The site is built for conversion, with clear service descriptions, before/after galleries, and a booking flow that reduces friction to a single submission, plus SEO from sitemap generation, structured metadata, and Astro's fast static rendering.
The Chorotega
I redesigned The Chorotega's web presence from scratch with Astro and GSAP, using scroll-driven animations to guide visitors through the brand story. I followed an atomic design system where base components compose into sections, so every page feels cohesive while staying maintainable.

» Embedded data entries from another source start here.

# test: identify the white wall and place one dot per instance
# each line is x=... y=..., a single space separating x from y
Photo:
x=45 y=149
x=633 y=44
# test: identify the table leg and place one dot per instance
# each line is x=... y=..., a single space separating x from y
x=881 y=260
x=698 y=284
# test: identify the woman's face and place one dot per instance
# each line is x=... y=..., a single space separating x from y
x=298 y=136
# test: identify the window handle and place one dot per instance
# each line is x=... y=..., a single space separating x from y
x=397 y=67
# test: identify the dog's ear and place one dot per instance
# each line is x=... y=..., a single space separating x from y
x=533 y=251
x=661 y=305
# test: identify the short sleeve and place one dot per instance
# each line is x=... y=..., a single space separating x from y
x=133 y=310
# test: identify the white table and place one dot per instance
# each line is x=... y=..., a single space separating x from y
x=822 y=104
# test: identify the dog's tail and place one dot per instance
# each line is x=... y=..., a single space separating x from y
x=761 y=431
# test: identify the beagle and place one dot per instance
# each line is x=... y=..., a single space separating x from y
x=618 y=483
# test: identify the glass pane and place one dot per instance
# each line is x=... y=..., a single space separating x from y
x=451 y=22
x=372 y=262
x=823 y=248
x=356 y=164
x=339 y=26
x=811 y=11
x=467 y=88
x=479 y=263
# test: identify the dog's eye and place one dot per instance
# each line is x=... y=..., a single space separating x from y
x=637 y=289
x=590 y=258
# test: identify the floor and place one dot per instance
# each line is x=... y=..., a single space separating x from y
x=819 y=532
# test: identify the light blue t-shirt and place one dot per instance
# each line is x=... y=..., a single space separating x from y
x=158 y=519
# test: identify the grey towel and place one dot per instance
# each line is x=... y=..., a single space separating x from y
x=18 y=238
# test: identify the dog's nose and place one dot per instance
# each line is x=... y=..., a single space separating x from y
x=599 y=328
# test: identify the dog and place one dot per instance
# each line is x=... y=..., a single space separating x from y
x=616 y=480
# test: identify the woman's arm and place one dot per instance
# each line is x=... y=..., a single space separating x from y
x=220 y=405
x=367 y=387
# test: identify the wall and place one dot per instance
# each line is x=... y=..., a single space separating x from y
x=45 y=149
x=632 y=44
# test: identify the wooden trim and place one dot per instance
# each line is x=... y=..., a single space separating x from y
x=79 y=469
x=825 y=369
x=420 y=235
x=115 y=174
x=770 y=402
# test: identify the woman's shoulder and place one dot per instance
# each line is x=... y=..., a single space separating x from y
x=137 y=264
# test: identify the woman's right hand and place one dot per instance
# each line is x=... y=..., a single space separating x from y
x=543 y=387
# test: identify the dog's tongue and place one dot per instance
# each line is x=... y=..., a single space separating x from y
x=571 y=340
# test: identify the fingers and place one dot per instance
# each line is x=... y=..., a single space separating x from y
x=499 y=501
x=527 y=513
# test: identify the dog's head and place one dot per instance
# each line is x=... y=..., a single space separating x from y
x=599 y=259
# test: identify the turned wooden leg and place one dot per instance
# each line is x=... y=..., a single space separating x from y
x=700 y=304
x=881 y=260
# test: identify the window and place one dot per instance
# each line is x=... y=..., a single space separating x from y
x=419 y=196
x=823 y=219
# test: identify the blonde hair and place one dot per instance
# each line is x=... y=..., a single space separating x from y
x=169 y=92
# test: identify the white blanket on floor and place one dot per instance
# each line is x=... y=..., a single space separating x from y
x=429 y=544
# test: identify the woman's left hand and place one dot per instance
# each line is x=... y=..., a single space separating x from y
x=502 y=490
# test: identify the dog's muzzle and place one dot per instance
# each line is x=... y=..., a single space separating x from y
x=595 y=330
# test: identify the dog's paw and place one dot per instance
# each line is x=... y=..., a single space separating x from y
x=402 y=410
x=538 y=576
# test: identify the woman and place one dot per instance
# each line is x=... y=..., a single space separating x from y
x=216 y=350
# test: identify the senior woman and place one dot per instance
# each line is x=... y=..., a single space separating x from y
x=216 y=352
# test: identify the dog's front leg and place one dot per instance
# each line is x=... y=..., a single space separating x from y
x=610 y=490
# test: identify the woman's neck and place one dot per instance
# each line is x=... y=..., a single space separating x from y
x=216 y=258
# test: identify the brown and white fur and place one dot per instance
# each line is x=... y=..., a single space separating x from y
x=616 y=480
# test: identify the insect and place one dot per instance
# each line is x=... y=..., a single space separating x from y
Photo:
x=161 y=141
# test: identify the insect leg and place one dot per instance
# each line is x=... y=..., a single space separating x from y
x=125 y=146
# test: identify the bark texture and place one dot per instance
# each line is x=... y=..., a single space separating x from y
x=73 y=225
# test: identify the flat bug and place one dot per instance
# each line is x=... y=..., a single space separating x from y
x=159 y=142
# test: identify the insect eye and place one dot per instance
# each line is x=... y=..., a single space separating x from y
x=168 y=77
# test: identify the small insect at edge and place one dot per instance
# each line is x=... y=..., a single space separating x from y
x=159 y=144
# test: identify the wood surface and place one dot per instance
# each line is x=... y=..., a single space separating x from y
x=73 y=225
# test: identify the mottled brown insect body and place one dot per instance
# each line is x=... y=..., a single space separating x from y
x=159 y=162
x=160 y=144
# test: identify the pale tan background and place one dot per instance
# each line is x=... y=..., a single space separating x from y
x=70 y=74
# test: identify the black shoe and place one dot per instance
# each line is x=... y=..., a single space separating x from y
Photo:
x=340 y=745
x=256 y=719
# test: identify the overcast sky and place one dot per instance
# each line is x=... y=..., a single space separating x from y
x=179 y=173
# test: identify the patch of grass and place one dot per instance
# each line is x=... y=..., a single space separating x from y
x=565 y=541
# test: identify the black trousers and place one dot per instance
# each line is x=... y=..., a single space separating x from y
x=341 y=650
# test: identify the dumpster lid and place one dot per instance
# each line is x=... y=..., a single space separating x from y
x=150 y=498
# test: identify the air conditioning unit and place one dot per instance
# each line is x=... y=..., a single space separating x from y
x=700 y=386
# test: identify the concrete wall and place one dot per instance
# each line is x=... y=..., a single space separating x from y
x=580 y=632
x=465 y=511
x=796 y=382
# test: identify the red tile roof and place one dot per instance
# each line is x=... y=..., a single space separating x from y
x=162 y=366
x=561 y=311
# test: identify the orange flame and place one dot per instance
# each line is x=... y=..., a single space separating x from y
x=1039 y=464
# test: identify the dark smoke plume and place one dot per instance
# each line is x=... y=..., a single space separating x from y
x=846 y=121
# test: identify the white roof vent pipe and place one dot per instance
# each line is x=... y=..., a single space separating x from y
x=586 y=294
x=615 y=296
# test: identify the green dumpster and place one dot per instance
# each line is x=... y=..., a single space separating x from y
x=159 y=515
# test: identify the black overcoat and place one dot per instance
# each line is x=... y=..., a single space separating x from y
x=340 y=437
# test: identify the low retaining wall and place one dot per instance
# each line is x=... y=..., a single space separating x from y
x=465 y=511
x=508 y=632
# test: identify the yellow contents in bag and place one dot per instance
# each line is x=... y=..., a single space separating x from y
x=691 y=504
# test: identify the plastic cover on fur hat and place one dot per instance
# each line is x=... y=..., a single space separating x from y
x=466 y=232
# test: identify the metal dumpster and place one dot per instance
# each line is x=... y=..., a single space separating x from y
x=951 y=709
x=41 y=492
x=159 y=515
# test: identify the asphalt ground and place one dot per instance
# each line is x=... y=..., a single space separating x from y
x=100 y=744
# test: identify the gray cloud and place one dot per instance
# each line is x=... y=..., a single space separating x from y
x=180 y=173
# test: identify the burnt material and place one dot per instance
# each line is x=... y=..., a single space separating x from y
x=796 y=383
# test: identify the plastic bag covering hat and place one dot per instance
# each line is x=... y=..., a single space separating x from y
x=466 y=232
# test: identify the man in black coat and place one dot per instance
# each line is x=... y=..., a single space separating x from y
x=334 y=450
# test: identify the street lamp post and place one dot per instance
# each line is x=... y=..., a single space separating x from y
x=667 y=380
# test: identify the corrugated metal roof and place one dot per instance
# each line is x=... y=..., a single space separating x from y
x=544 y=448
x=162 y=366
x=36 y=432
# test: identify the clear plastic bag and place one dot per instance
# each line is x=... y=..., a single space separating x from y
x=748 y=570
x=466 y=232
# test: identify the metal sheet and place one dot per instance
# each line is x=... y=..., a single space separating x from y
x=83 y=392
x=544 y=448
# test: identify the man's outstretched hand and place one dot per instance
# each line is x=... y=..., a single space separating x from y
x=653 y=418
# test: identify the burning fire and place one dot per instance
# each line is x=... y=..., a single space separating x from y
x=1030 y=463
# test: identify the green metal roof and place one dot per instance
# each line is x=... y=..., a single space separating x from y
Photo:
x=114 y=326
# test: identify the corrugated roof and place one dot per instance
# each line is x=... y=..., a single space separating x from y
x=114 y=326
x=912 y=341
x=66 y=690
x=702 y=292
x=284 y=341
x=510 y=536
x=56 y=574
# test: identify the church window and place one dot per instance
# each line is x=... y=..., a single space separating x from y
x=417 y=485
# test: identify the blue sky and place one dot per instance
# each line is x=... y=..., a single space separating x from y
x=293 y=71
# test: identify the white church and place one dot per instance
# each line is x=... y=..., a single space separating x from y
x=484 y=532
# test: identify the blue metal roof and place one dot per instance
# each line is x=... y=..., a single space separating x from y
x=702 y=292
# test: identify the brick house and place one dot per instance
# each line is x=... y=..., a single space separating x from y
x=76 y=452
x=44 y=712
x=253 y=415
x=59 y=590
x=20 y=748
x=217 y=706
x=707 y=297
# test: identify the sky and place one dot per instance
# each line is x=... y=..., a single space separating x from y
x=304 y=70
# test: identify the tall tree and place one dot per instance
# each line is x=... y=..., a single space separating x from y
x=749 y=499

I treated performance as a constraint alongside the visuals: GSAP animations are GPU-accelerated and only trigger on scroll intersection, images are optimized at build time, and the site scores in the high 90s on Lighthouse, with sitemap generation, OpenGraph metadata, and semantic HTML throughout.
Level up Handyman
I built a website for a handyman service with a distinctive 90s video-game aesthetic that makes it memorable in a sea of generic contractor sites. The creative direction was a deliberate bet: this audience responds to personality, and the retro look builds trust through approachability rather than corporate polish.
Behind the design, I built it for lead generation, with prominent CTAs, a service catalog with clear pricing signals, and a contact pipeline that routes inquiries into the owner's workflow, deployed on Astro with structured data for local SEO and fast static rendering.
Camino a Casa
I built a bilingual (ES/EN) informational site for a Costa Rican adoption-consulting organization. My design priority was the staff: it had to be structured so non-technical people could understand it and request content updates easily.
The site covers their core services, valoraciones, asesorías, and orientación familiar, with a team section, testimonials, and contact forms. It runs on Astro with Sharp image optimization at build time, and I kept dependencies minimal by design, since a nonprofit site does not need a database or CMS. The focus was fast load times, clear information architecture, and SEO that helps families in Costa Rica find adoption resources.
Self Employed Refunds
I built a secure tax-return calculator that walks self-employed users through a complex government refund process step by step. I made the architecture modular so it could be reused: the calculation engine is decoupled from the UI, which makes it portable to future tax tools.
DV Tattoo
I built a dynamic portfolio for a Costa Rican tattoo artist, showcasing his work through a high-impact design with rich media galleries and fluid scroll animations. I prioritized visual impact, large imagery, minimal text, and smooth transitions, so the artwork speaks for itself.
Drink or Die
I built a minimalist, fast-loading site for a local business, tuned for Google's Core Web Vitals and local SEO. The constraint was intentional: maximum impact with minimum complexity, proving a well-executed static site can outperform a bloated WordPress install.
Oficinas San Ramon
I launched a professional web presence for a new office-rental business in San Ramon, Costa Rica: a clean, informative site with clear CTAs that converted visitors into appointment bookings through the business's first months.
LocoLizard
I established a digital presence for a local restaurant on WordPress and Gutenberg, giving customers a reliable place to find hours, menus, location, and contact details.
Mr. Vape
One of my earliest projects: a WordPress product showcase for a local retailer. It set the foundational client workflow and delivery standards that shaped how I work today.